Se cumple un año del brutal desalojo en Guernica

Un hecho que expuso la orientación represiva de Kicillof, Berni y Fernández.

Este viernes 29 de octubre se cumple exactamente un año del megaoperativo represivo de desalojo impulsado por las fuerzas de “seguridad” de la provincia de Buenos Aires, con Sergio Berni a la cabeza, que terminó con la expulsión de las más de 2.000 familias sin tierras de Guernica.

Esta medida fue resultado de la política punitivista y represiva del gobierno nacional y del gobernador Axel Kicillof respecto a la crisis habitacional que padecen millones de familias, desde donde se preparó el terreno para el desalojó durante los meses que duró la recuperación de tierras.

Los censos realizados por el gobierno –dos, sumando el arrancado con la lucha de las familias- fueron posteriormente desconocidos por las autoridades oficiales, particularmente por Andrés “Cuervo” Larroque como ministro de Desarrollo  de la Comunidad, y manipulados para fraguar informes de una supuesta retirada voluntaria de los vecinos. Allanando el camino para justificar la represión.

Un desalojo  “ejemplar”

Con unos 4.000 efectivos policiales, que incluían fuerzas especiales y de elite, el ministro de Seguridad, Sergio Berni, preparó un operativo ostentoso, con el propósito de “amilanar” a las familias de Guernica y aleccionar a las decenas de procesos de recuperación de tierras que se extendían por todo el país.

La represión de Guernica fue preparada como un desalojo “ejemplar”, pero no por caracterizarse por un trato humanitario, ya que los medios pudieron atestiguar el incendio de casillas y la retirada de las familias con sus escasas pertenencias, sino que fue un mensaje dirigido al conjunto de las recuperaciones de tierras: tolerancia cero a las ocupaciones.

Las fuerzas represivas ingresaron al predio de Guernica en horas de la madrugada, principalmente por dos flancos, donde avanzaron sobre los vecinos que decidieron quedarse a defender su derecho a la tierra y las organizaciones, como el Partido Obrero, que se acercaron a apoyar a las familias.

Luego de desalojar el inmenso predio, la represión se convirtió en una cacería, contra vecinos y militantes, por las calles del barrio aledaño, obligando a los manifestantes a buscar resguardo en las casas de los vecinos.
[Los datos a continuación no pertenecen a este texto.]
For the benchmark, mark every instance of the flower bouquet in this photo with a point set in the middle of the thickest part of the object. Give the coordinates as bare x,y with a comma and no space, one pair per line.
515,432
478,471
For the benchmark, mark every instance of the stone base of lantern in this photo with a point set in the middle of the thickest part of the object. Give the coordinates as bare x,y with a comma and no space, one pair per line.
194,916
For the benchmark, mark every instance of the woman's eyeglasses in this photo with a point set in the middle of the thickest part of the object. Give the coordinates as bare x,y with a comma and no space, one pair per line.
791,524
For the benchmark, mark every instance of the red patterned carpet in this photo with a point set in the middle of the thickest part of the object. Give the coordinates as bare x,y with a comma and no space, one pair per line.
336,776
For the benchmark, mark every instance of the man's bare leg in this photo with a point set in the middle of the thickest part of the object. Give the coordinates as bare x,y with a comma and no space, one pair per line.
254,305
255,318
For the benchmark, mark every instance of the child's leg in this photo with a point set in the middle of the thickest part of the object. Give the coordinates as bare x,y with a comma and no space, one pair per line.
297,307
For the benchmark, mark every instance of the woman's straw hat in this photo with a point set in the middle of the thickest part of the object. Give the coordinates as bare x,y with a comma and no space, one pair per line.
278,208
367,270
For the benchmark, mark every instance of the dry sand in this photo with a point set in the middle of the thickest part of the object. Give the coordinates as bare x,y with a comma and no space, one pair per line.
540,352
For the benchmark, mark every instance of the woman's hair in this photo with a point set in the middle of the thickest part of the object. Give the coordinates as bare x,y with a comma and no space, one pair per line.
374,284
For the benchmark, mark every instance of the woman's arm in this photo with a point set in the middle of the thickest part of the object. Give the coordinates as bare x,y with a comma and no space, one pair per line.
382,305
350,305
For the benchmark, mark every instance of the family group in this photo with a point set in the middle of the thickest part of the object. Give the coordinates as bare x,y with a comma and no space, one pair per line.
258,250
El saldo fue la detención de 39 personas, entre ellas menores de edad y estudiantes secundarios/as.

Escándalo nacional

Lo actuado por el gobierno no pudo más que despertar el repudio generalizado de las organizaciones sociales, de derechos humanos, políticas y de gran parte de la población. Incluso llegó a abrir un flanco de crisis en las propias filas del oficialismo. Particularmente luego de viralizarse las imágenes que daban cuenta de la insensibilidad social y la brutalidad del gobierno.

Esto suscitó una movilización inmediata a La Plata, hasta obtener la liberación de los y las compañeras detenidas y una convocatoria al día siguiente a Plaza de Mayo, donde se realizó una conferencia de prensa denunciando estos hechos y que las familias no solo seguían sin sus viviendas, sino que ahora se encontraban en la calle producto del accionar del gobierno.

La represión de Guernica fue antecedida por distintas órdenes de desalojo y maniobras del Ejecutivo provincial, que incluso buscó pactar con parte de las familias y organizaciones sociales, compromiso que luego quebraría para dar lugar al desalojo de la totalidad de los vecinos. Al final, se cumplió la caracterización de que el gobierno solo buscaba dividir al movimiento de lucha, presentar una coartada para el desalojo y avanzar en la represión para garantizar el negocio de los especuladores inmobiliarios de la zona.

Pasado un año de aquella brutal represión, que llamó la atención de todo el país e instaló el debate sobre el agravamiento de la crisis habitacional y la expulsión de cientos de miles de familias a la indigencia y a las calles, el gobierno sigue sin cumplir las actas firmadas y sin firmar las actas pactadas con las familias de Guernica, por lo que estas se han tenido que movilizar en reiteradas oportunidades, incluso este mismo día.

Guernica instaló debates como la necesidad de un Banco de Tierras ociosas y fiscales para un plan de viviendas nacional que sirva a atender las necesidades habitacionales de la población. Puso de manifiesto la crisis social y la pobreza en ascenso, producto del ajuste del gobierno y su responsabilidad en la carencia de millones de hogares. Reclamamos el inmediato cumplimiento de las actas y los compromisos asumidos por el gobierno; basta de desalojos y represión; por un plan de viviendas de acceso universal y trabajo bajo convenio, con salario igual a la canasta familiar, para los trabajadores.